While most of the Kansas City region is still green, leaves should start to change soon due to dropping nighttime temperatures and sunny days. Some trees are dropping leaves prematurely due to leaf diseases, caused in part by cool, wet weather. Sumac, poison ivy, and Virginia creeper are just starting to turn red in a few parts of the region. Keep an eye out as native prairie grasses, such as little bluestem and broom sedge, begin to display beautiful shades of orange, red, and purple. The intensity and duration of fall color will depend on the weather between now and leaf drop. The best fall color will occur if we experience warm days, cool nights, and enough rain.

09/18/2014 - 12:57pm

Northeast Region, including Kirksville and Hannibal

The Northeast Region has no fall color to report this week.

09/18/2014 - 12:57pm

Northwest Region, including St. Joseph and Chillicothe

Not much is happening in the Northwest Region. A few cottonwood, walnut, and miscellaneous other trees (mostly stressed ones) are showing faint yellows and dropping leaves. Some shrubs such as sumac are also turning slightly, but most of what is seen along roads at this point is caused by chemicals sprayed in late summer by road crews to clear roadsides of brush. Yet this color is sometimes pretty showy. Also, Ohio buckeye, typically the first tree to show fall color, is showing some yellow. Buckeyes are small understory trees local to the loess hills along the Missouri River.

Fall Color Hot Spots

Because Ohio buckeyes are understory trees, bigger trees usually hide them. You’ll have to drive next to the loess hills to see them. Try visiting Bluffwoods Conservation Area, about 7 miles south of St. Joseph. Highway 59 runs nearby: Buckeye will be visible in the loess hills, and the early cottonwood color will be in the Missouri River floodplain, on the other side of the car.

09/18/2014 - 12:58pm

Ozark Region, including Rolla, West Plains, and Eminence

Although the official start of autumn is Monday, fall color is still a few weeks away from the Ozark Region. When you look across the landscape, you can see lighter greens starting to pop out of the dark hillsides. You will also see some red sumac along roadsides, but this is probably from herbicides applied by road maintenance crews to keep the roadways visible and safe. We are finally receiving rain after a late-summer drought, but for many trees it is too late. Some individual trees have already “cut their losses” for the season and faded to brown. Although the summer drought won’t help the fall color prospects, it is cool nights and sunny days that will intensify fall color in our rich Ozark forests.

09/18/2014 - 12:58pm

Southeast Region, including Cape Girardeau, Farmington, and Poplar Bluff

The Southeast Region has no fall color to report this week.

09/18/2014 - 12:59pm

Southwest Region, including Springfield, Branson, and Joplin

Fall color in southwest Missouri has not really started yet. Only in a few locations has sumac even started to barely turn. We had a drought in extreme southwestern Missouri this year. Leaves were turning brown and falling off in August in Barton, Jasper, and Newton counties.

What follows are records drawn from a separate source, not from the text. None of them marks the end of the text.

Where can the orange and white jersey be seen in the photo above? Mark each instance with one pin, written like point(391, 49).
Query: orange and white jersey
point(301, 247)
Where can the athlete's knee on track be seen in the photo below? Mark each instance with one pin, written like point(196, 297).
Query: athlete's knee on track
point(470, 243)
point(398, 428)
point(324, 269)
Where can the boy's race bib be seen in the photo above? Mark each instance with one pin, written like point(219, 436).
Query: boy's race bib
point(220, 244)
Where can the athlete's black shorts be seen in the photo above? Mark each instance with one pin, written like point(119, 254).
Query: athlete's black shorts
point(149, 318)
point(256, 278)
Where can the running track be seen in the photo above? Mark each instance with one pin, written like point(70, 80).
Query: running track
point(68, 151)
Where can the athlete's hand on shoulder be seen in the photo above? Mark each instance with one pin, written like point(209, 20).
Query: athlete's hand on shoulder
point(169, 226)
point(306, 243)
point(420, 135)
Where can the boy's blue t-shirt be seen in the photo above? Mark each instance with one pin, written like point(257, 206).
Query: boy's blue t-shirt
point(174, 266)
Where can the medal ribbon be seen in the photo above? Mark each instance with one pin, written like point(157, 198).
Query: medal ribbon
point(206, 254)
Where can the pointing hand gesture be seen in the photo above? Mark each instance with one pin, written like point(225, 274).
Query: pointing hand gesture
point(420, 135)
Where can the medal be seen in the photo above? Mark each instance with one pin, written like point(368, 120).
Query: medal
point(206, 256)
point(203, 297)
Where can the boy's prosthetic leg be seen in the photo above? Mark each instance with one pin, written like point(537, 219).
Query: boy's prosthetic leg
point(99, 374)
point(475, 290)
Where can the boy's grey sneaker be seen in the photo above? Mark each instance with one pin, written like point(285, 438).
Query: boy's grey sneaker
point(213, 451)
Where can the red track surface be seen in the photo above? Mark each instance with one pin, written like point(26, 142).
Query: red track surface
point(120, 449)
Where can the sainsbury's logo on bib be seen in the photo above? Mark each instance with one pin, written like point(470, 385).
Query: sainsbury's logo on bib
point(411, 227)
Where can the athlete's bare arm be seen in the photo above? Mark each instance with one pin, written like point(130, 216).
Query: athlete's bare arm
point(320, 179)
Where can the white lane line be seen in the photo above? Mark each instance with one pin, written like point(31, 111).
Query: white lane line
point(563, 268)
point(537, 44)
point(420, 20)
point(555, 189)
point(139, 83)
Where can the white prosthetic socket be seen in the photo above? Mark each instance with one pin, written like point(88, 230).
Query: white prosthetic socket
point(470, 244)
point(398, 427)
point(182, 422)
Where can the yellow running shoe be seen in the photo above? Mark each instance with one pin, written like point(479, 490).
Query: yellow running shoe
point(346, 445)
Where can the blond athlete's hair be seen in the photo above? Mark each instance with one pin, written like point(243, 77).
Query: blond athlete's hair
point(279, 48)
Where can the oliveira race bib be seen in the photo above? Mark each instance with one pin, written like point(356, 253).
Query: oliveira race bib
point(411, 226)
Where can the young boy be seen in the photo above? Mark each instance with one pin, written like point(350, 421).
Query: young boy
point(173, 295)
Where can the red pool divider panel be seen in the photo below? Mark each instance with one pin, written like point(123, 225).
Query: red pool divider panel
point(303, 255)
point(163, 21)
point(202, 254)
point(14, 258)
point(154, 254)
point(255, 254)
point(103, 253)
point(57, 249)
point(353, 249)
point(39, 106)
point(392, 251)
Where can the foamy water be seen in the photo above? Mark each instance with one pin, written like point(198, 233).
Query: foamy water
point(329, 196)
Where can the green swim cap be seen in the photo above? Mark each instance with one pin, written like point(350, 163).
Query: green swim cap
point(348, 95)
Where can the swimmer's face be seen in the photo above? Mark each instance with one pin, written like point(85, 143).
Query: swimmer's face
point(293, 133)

Recent rains have stopped this process. Late-summer dryness occurred in all of the region until our recent light rains. We are all are hopeful for good fall color, but it depends on plant health and weather conditions as we move further into the fall.

09/18/2014 - 12:59pm

St. Louis Region

At this point, there is no significant fall color to speak of in the St. Louis Region. We have good soil moisture, but we need some lengthy stretches of warm, sunny days (in the 70s) and cool nights (in the 40s) to get some good color in the greater St. Louis area. We should expect to see the first color appearing on the early changing species within ten days.